Medien an sich sind nicht „schlecht“, aber Dauerreize können das Nervensystem ermüden. Kinder, die kaum noch Phasen ohne Bildschirm haben, finden schwerer in tiefe Ruhe und echte Langeweile – beides ist wichtig, um innere Stärke aufzubauen. Entscheidend sind klare Grenzen, bewusste Nutzung und ausreichend analoge Erfahrungen.

Wie kann ich mein Kind robuster machen, ohne es absichtlich zu überfordern?

Starte mit kleinen, altersgerechten Herausforderungen: kurze Wege allein, eigene Aufgaben im Haushalt, Raum für eigene Entscheidungen. Sei emotional präsent, wenn etwas schiefgeht, aber nimm deinem Kind nicht jede Schwierigkeit ab. Frage dich öfter: „Traue ich meinem Kind das zu?“ – und probiere es behutsam aus.

Ist es schlecht, mein Kind viel zu begleiten und zu schützen?

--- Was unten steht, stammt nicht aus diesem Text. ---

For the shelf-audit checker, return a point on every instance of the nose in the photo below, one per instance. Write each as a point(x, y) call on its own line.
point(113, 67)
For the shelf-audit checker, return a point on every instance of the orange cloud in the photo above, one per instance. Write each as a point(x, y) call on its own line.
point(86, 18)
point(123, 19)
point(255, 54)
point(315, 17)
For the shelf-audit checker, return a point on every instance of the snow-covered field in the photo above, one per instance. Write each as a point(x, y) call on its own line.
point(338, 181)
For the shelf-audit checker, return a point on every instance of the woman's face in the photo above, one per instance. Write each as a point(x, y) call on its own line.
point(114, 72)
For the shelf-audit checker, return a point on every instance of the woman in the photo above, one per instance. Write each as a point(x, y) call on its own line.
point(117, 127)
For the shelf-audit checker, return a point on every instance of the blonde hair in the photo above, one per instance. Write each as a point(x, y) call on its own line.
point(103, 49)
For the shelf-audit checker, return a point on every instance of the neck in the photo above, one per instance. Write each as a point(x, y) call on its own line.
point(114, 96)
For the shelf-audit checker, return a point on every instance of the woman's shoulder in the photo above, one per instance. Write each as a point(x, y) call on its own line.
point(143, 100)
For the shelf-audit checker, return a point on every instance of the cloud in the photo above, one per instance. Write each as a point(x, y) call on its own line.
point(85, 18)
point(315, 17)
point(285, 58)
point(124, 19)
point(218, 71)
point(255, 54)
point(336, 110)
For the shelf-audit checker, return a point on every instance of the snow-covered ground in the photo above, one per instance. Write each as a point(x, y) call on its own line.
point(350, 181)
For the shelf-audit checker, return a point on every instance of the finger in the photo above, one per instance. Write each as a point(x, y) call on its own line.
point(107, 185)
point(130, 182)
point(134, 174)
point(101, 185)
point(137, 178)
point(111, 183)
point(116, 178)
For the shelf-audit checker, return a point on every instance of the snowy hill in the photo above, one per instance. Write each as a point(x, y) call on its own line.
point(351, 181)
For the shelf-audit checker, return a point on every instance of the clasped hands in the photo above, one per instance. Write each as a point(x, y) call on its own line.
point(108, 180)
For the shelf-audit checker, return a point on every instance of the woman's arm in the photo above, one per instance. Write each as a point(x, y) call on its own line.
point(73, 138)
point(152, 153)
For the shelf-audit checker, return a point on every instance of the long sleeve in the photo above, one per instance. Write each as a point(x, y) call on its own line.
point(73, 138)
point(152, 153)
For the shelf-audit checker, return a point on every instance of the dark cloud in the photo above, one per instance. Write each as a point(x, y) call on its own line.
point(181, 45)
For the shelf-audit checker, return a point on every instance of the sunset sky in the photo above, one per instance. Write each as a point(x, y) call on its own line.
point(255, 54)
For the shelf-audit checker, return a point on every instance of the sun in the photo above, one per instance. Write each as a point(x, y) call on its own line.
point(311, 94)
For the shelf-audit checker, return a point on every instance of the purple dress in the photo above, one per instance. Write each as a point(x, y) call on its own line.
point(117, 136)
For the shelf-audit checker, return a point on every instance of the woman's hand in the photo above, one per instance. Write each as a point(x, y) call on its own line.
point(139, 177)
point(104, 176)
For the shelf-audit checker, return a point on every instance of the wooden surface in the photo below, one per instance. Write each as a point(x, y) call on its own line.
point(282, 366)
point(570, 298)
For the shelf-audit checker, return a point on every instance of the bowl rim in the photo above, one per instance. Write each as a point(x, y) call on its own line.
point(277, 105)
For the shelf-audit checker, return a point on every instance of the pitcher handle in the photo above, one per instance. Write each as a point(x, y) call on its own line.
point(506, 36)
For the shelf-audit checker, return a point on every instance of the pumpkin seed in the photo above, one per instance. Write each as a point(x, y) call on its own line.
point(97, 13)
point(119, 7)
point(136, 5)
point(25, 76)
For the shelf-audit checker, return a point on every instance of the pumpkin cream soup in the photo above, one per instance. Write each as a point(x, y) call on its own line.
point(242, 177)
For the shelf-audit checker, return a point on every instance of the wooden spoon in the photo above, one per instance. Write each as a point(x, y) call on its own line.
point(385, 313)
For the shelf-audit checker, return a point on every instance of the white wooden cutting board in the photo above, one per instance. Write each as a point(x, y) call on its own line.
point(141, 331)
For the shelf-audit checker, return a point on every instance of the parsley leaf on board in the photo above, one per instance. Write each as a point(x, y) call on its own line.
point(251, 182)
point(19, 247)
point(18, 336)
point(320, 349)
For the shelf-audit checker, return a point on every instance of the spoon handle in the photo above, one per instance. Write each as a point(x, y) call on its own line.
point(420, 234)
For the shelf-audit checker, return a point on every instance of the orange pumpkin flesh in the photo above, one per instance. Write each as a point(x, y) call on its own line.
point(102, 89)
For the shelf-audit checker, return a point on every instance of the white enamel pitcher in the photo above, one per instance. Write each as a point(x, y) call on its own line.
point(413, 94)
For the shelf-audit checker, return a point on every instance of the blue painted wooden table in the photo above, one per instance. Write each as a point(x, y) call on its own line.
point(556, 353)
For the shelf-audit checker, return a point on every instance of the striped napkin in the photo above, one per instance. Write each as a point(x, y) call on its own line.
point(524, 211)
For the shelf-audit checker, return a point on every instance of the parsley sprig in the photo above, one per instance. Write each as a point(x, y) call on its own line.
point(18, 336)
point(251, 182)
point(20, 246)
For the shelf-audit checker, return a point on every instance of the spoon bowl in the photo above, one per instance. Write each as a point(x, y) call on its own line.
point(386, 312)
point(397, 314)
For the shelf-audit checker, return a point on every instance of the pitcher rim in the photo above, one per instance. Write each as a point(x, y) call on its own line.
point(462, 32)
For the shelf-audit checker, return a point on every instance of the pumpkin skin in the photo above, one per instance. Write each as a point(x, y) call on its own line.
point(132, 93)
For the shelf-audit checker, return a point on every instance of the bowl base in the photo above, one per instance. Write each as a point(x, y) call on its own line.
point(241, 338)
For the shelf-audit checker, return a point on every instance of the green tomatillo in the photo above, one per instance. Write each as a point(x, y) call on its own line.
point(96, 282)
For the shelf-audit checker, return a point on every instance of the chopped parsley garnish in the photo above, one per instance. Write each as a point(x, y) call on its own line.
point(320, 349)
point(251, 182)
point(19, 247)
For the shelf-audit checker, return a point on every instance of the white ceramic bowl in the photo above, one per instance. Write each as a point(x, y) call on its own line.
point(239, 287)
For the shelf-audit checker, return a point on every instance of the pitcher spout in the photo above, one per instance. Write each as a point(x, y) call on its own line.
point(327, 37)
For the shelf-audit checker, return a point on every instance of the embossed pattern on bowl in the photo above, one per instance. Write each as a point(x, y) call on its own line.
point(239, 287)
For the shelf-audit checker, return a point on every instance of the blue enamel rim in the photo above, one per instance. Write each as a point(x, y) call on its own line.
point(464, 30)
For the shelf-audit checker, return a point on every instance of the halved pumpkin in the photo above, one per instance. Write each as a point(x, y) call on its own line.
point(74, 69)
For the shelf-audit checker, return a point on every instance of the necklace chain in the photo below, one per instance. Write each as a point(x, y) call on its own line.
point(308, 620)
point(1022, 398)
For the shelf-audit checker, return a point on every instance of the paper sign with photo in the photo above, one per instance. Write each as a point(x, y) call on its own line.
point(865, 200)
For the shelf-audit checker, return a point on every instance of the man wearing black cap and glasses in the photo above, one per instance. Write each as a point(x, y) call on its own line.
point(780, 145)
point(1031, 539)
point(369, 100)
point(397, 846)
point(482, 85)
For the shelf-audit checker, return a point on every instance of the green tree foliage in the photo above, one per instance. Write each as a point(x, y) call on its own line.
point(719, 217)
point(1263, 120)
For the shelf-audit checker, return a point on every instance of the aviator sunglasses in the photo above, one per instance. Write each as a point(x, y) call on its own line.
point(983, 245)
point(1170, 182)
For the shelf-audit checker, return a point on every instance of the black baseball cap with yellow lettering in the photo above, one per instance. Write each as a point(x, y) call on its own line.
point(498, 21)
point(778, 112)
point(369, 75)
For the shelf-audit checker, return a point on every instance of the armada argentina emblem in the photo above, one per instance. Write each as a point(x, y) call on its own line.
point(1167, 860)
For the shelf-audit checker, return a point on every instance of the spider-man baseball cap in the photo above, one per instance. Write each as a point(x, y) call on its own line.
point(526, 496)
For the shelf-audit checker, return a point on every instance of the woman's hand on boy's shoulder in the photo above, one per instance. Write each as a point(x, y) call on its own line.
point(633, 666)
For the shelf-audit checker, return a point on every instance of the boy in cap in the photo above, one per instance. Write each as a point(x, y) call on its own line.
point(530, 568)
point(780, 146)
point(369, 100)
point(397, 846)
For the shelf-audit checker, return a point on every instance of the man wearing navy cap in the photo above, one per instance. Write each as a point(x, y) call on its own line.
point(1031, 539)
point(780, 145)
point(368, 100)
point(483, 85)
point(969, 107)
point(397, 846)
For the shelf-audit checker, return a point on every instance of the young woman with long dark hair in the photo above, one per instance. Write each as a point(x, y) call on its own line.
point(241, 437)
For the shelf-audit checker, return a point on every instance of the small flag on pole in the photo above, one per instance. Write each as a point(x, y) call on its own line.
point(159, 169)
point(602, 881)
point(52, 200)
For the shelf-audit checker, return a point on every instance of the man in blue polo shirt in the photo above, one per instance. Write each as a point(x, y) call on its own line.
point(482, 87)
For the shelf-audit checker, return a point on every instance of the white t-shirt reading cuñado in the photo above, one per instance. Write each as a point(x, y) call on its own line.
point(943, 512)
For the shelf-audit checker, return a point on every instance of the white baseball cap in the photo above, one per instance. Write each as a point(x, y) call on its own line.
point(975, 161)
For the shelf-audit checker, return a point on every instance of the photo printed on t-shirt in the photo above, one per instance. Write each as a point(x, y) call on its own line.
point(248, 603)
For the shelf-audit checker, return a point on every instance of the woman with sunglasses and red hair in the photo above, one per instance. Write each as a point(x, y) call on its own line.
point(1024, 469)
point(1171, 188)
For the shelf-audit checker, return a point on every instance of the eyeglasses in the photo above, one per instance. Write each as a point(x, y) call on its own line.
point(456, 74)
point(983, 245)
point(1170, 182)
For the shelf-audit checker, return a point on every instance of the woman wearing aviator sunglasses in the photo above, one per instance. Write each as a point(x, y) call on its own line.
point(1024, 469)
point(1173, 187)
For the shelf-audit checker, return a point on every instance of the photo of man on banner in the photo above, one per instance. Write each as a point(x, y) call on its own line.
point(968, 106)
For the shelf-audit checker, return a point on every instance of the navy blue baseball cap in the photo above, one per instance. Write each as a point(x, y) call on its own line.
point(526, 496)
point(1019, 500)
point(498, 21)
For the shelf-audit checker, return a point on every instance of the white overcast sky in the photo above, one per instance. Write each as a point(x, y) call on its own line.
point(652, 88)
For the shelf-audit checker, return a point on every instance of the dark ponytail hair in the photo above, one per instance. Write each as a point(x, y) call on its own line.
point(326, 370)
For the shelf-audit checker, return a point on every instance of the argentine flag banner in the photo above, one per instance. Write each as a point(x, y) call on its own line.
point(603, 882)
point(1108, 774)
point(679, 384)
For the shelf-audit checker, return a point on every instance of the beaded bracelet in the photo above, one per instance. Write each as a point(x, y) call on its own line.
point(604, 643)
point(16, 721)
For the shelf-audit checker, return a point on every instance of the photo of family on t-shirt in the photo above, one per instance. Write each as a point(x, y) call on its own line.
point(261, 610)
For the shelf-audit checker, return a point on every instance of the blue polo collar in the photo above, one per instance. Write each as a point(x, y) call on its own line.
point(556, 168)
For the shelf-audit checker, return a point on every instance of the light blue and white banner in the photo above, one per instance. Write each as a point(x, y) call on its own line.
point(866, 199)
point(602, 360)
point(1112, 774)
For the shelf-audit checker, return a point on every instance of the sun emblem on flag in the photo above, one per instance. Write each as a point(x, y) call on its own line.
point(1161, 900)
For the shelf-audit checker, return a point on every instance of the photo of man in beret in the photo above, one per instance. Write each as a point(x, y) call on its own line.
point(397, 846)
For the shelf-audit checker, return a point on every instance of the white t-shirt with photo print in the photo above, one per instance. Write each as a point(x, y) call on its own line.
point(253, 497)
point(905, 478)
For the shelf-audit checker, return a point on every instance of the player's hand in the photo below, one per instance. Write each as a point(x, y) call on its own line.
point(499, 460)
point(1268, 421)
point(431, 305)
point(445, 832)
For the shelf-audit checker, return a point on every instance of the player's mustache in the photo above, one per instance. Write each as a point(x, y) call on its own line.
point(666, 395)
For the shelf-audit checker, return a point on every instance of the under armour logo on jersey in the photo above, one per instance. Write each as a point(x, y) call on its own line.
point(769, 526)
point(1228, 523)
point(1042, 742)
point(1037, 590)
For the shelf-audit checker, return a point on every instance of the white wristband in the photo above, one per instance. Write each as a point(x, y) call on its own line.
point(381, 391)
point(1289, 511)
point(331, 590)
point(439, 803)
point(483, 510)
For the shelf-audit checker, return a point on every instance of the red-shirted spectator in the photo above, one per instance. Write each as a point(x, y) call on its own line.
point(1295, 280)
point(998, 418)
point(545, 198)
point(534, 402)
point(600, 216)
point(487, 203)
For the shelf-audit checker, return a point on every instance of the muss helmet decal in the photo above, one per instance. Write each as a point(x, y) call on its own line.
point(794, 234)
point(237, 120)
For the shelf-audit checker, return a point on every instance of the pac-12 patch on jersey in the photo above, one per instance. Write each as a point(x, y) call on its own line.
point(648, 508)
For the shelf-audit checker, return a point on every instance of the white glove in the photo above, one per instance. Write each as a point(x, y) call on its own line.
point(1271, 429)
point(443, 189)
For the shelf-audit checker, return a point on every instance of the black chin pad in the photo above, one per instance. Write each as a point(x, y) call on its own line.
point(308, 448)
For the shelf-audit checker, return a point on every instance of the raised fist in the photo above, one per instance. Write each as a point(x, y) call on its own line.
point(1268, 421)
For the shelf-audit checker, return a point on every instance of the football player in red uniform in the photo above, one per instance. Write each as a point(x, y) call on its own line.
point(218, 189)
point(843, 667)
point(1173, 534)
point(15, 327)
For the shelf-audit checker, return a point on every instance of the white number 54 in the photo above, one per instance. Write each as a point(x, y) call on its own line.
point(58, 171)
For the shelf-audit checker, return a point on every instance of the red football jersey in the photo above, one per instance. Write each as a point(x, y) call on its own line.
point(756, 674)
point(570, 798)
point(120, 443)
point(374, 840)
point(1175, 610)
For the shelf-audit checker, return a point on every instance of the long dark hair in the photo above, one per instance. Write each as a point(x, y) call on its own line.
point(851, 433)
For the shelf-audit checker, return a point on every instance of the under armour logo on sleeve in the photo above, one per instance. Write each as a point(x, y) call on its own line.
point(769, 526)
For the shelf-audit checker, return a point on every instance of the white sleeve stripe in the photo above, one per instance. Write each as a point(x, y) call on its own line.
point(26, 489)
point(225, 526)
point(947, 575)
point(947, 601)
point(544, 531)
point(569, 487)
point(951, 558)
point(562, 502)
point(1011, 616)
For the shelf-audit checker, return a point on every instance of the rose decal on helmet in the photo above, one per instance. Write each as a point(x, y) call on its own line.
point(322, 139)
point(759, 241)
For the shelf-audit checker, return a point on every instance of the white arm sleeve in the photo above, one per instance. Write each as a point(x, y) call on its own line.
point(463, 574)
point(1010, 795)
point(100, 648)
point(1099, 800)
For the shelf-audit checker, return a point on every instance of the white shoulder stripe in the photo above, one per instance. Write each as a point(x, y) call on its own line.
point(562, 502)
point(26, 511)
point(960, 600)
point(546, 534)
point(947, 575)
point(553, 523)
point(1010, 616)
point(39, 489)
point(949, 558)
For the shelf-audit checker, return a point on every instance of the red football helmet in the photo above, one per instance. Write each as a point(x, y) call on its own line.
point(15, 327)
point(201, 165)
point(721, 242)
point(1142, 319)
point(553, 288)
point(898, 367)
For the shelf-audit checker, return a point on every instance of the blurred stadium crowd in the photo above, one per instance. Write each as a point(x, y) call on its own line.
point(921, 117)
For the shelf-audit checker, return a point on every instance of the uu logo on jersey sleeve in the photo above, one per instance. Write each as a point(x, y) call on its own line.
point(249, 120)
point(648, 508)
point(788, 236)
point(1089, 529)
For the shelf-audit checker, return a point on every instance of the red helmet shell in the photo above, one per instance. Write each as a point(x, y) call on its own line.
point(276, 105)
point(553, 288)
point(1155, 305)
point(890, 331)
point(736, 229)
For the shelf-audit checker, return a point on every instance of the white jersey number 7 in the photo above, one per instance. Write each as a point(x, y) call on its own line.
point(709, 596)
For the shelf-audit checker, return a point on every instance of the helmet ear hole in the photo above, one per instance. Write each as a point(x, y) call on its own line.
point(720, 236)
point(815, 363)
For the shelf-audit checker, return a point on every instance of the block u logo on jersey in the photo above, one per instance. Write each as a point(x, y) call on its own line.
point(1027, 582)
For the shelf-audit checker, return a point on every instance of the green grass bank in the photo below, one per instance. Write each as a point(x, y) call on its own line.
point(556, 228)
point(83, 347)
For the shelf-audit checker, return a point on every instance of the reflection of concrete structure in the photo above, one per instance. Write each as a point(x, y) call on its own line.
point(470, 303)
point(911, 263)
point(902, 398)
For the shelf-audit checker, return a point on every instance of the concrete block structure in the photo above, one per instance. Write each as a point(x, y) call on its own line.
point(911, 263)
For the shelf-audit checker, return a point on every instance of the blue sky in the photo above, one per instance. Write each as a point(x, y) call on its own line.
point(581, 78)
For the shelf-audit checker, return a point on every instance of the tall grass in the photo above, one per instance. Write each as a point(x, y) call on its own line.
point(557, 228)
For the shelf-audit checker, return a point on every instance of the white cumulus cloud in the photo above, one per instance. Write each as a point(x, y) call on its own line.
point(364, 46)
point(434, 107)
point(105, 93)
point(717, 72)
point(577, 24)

Nein. Sicherheit und Bindung sind Grundpfeiler für seelische Gesundheit. Problematisch wird es erst, wenn Schutz dazu führt, dass Kinder kaum eigene Erfahrungen machen dürfen, keine Fehler riskieren können oder nie erleben, dass sie selbst etwas schaffen. Begleiten heißt nicht, immer eingreifen – manchmal heißt es, aufmerksam im Hintergrund zu bleiben.

Wie finde ich die Balance zwischen Freiheit und Sicherheit?

Orientiere dich an drei Fragen: Ist die Situation real gefährlich oder nur ungewohnt? Passt die Herausforderung zum Alter meines Kindes? Und: Kann ich in der Nähe bleiben, ohne zu steuern? Wenn du diese Punkte im Blick hast, kannst du Stück für Stück mehr Freiraum geben – und trotzdem dafür sorgen, dass dein Kind nicht allein gelassen, sondern liebevoll losgelassen wird.